How many co-owners are there per home?
That’s up to you! In our experience, we generally see groups of 3-4, and sometimes groups of 8-10. The groups who aim for 3-4 owners usually think of the property as a comfy getaway where they can leave some of their belongings and have high availability and flexibility. The groups of 8-10 generally like to be able to go to the same place, have the comfort and familiarity of a single home, and value very affordable ownership shares, but treat the property a bit more like a “check in, check out” experience.
Are the other owners vetted?
Plum’s Co-Owner Readiness service provides a background check, a credit check, and a budget check to ensure that all parties will be good co-owners. The results are confidential to the buyer who is being vetted, and, in the event that there is a red flag, the vetted buyer has the opportunity to simply and elegantly remove themselves from the process.
How does Plum make money?
“1% at Closing, and $99/mo per group!”
We only get paid if we’re successful at helping you form a group, get Realtor Ready, and close on the vacation home purchase! Our co-ownership platform makes it easy to manage your co-owned home in an ongoing manner (from vacation scheduling, to maintenance, to concierge services!), and each group pays an affordable subscription of $99/mo for access to the platform…meaning you can pay as little as 50 cents per day depending on your group size!
Why co-own a vacation home?
You can own so much more home when you partner with others to share in the costs and the risks. You’ll have more options, a better house, lower costs, and reduced risk.
What’s the easiest way to get started?
Plum makes it easy to form your group, get your ducks in a row, and then engage a realtor. Your first step is to engage us to help you craft a Plum based on your budget, and then share it with people with whom you’d like to buy a home!

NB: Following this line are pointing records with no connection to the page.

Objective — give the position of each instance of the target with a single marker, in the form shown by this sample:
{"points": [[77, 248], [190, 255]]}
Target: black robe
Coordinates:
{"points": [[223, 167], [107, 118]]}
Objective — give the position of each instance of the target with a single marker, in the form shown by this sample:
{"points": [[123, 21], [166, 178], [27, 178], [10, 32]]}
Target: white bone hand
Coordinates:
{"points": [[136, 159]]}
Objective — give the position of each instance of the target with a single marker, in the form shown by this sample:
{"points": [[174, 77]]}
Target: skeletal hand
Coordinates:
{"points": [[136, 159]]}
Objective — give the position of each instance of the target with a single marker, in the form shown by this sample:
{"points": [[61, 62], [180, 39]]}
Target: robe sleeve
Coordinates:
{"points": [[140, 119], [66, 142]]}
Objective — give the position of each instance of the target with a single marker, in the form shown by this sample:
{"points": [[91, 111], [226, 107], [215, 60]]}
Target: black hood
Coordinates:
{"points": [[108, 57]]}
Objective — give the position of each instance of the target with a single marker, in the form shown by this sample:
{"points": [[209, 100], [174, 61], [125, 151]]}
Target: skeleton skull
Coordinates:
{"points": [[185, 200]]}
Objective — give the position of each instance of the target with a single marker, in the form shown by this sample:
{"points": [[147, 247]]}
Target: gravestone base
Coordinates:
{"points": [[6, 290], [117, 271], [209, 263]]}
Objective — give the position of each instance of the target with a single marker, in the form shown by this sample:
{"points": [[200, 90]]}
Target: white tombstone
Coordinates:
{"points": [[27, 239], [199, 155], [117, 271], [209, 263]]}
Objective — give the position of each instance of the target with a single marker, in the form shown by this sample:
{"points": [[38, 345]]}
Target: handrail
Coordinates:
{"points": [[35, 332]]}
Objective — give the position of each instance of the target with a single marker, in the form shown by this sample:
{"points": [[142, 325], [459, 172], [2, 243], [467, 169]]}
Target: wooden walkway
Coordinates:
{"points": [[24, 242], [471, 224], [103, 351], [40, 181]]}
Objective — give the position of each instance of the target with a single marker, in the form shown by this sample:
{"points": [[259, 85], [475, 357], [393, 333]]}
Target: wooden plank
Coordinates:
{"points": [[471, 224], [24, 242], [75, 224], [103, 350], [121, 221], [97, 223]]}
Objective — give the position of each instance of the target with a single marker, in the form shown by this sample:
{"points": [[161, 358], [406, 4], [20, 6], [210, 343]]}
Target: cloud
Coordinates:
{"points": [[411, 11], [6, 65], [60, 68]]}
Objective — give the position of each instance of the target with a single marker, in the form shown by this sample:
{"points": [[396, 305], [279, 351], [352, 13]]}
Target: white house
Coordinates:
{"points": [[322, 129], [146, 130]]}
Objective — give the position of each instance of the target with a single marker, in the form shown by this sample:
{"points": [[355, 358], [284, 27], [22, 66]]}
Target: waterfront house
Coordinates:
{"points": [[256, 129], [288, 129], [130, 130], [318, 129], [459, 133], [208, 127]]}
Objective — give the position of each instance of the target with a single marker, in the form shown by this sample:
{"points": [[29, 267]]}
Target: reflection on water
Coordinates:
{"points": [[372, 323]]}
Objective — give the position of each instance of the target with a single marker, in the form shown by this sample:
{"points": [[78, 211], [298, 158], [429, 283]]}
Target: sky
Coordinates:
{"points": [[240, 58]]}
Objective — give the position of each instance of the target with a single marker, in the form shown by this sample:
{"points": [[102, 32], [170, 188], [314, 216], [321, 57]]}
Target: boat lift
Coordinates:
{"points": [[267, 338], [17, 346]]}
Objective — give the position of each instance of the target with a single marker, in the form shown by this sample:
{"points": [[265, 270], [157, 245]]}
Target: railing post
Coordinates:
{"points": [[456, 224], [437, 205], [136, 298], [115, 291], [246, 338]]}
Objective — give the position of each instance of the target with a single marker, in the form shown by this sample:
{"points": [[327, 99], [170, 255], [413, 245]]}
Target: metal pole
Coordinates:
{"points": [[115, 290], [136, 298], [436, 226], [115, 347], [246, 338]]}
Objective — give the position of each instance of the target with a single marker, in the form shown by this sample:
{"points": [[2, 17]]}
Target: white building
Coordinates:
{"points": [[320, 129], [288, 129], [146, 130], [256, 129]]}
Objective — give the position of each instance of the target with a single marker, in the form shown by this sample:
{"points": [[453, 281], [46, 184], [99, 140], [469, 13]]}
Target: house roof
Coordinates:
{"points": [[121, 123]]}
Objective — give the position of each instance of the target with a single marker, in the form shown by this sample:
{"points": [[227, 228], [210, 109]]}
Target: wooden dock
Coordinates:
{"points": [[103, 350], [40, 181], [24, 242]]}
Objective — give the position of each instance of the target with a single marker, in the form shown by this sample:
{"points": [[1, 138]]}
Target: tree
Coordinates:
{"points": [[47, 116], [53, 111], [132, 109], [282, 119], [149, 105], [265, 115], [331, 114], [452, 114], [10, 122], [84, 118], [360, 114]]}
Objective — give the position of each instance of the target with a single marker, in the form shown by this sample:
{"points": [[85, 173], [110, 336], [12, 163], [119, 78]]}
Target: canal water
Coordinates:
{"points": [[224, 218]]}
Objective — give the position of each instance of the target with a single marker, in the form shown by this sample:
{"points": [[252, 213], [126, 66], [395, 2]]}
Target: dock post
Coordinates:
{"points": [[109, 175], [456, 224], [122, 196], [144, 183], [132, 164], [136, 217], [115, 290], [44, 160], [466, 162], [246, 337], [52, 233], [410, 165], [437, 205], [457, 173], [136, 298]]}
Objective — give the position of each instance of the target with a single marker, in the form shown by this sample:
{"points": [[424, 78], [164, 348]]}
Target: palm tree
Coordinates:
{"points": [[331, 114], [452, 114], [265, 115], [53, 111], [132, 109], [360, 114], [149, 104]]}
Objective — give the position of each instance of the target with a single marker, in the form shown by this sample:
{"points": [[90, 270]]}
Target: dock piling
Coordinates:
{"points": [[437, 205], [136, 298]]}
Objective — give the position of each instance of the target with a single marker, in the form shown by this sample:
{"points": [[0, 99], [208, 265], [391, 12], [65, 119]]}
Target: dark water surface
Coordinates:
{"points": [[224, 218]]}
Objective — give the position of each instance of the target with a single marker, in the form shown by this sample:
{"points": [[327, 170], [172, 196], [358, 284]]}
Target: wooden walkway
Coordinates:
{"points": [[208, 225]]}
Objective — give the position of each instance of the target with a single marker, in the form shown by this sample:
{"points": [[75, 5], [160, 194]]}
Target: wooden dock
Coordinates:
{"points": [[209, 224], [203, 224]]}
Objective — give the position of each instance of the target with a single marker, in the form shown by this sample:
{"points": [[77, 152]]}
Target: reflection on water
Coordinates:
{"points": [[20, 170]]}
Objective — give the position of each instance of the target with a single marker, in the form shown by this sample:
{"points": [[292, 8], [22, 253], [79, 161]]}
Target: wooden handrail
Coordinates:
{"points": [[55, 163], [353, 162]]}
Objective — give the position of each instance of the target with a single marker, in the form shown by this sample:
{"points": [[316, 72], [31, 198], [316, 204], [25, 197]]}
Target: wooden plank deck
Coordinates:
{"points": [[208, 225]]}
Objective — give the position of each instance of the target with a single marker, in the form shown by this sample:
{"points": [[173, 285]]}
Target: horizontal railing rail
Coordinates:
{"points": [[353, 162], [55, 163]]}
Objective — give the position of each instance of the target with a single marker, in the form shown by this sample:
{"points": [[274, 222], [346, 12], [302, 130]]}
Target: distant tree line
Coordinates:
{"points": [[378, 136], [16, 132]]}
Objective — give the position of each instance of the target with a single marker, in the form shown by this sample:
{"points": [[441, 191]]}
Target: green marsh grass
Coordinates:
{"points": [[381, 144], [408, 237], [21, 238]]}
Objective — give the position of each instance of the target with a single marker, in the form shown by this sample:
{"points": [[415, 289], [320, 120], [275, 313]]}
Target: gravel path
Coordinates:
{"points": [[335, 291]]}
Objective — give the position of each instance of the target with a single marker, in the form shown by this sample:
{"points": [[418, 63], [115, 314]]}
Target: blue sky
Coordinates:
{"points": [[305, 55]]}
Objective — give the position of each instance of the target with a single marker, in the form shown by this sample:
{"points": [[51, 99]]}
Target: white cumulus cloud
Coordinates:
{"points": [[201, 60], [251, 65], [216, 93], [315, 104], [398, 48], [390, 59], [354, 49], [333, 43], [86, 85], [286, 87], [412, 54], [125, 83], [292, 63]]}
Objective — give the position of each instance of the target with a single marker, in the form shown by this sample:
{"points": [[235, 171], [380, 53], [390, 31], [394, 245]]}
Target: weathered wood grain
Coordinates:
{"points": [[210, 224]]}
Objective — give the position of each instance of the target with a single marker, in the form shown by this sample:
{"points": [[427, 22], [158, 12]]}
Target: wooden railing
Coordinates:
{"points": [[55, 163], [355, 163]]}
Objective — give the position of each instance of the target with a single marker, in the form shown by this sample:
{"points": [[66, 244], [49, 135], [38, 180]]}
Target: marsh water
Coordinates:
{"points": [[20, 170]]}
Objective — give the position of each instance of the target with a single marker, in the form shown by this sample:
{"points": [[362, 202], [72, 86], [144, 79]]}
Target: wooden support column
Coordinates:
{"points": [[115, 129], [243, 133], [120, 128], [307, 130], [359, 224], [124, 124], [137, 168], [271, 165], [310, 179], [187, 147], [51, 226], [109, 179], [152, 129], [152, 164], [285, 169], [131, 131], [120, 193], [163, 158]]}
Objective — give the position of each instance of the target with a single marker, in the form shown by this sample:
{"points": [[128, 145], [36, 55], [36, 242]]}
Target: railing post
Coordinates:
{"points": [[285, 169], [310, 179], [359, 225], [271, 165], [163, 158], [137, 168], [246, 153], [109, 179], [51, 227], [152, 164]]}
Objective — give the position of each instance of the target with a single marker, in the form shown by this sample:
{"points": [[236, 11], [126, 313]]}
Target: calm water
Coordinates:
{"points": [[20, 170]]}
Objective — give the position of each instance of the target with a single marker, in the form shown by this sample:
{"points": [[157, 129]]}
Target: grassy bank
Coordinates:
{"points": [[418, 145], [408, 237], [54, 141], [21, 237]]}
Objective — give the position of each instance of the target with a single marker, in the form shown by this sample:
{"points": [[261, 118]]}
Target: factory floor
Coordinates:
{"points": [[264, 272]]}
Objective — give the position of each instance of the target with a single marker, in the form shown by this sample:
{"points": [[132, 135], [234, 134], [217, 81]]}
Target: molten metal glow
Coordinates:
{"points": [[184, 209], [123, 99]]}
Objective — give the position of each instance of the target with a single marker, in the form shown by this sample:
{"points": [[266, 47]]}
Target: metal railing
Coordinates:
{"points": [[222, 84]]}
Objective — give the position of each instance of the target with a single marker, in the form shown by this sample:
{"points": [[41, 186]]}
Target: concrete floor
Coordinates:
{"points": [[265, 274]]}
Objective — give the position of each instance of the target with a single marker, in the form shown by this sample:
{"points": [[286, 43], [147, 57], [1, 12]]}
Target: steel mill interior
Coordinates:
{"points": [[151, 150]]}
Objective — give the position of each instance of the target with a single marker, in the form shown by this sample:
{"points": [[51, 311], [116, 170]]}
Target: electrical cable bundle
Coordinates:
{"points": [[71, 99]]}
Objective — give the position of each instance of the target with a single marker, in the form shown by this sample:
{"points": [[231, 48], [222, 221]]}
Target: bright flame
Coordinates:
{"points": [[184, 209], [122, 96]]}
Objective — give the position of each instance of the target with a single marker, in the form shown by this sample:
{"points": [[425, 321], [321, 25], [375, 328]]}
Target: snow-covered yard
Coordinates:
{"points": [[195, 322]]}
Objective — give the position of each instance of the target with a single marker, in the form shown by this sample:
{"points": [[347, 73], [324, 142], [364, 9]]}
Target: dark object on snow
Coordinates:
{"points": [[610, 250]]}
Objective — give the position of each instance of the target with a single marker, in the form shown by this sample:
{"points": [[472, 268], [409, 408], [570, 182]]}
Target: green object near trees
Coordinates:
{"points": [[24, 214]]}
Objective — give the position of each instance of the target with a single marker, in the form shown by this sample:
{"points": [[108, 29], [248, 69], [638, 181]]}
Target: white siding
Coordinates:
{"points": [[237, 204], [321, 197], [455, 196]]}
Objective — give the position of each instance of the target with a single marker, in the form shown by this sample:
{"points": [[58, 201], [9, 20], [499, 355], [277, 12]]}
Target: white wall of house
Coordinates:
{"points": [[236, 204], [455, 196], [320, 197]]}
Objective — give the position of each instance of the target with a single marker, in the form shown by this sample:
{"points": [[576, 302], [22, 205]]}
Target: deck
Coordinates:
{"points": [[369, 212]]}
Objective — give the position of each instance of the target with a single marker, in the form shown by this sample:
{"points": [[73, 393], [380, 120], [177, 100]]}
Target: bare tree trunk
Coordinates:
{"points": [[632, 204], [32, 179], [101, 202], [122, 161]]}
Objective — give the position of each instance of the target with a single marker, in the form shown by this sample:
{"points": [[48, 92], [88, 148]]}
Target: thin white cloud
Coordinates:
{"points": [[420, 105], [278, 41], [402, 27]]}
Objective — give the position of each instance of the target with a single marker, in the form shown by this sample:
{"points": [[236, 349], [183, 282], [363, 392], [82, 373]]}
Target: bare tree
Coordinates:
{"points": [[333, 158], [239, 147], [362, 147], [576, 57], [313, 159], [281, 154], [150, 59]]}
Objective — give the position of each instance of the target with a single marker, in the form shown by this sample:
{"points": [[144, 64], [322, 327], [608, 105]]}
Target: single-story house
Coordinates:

How do I get out if I need to?
You can leave any time after the first year with a 90-day notification period to the ownership group.
If someone else leaves, do I get stuck holding the bag?
Every Plum house is protected by a reserve fund sufficient to cover 6-9 months of operating expenses. Additionally, co-owners in good standing have “first dibs” on a defaulting member’s remaining equity.
The legal mumbo jumbo seems really complex.
Actually, Plum makes this really simple. You provide answers to a few easy questions, and Plum will create the right ownership and operating agreements for you. You are encouraged to have your lawyer review the materials, but you and your lawyer will be delighted with having most of the hard work done for you.
How do we protect ourselves from financial surprises?
Plum recommends that the operating agreement require a reserve fund equal to 3% of the price of the house, funded at closing, and then topped off with monthly contributions. This protects all members and preserves relationships when a large and particularly unexpected expense comes along.
Why is there a “term?” Do we have to sell at that period of time?
Plum recommends an agreed-upon length of co-ownership. That term is for your ease and protection. A finite term simplifies the ownership and operating agreements. It makes decisions about upgrades easier. And it tends to keep the group together because exiting at year 5 of a 7-year agreement is unproductive. All that said, you don’t have to sell! If 100% of the voting members agree to a new term, then everyone proceeds together!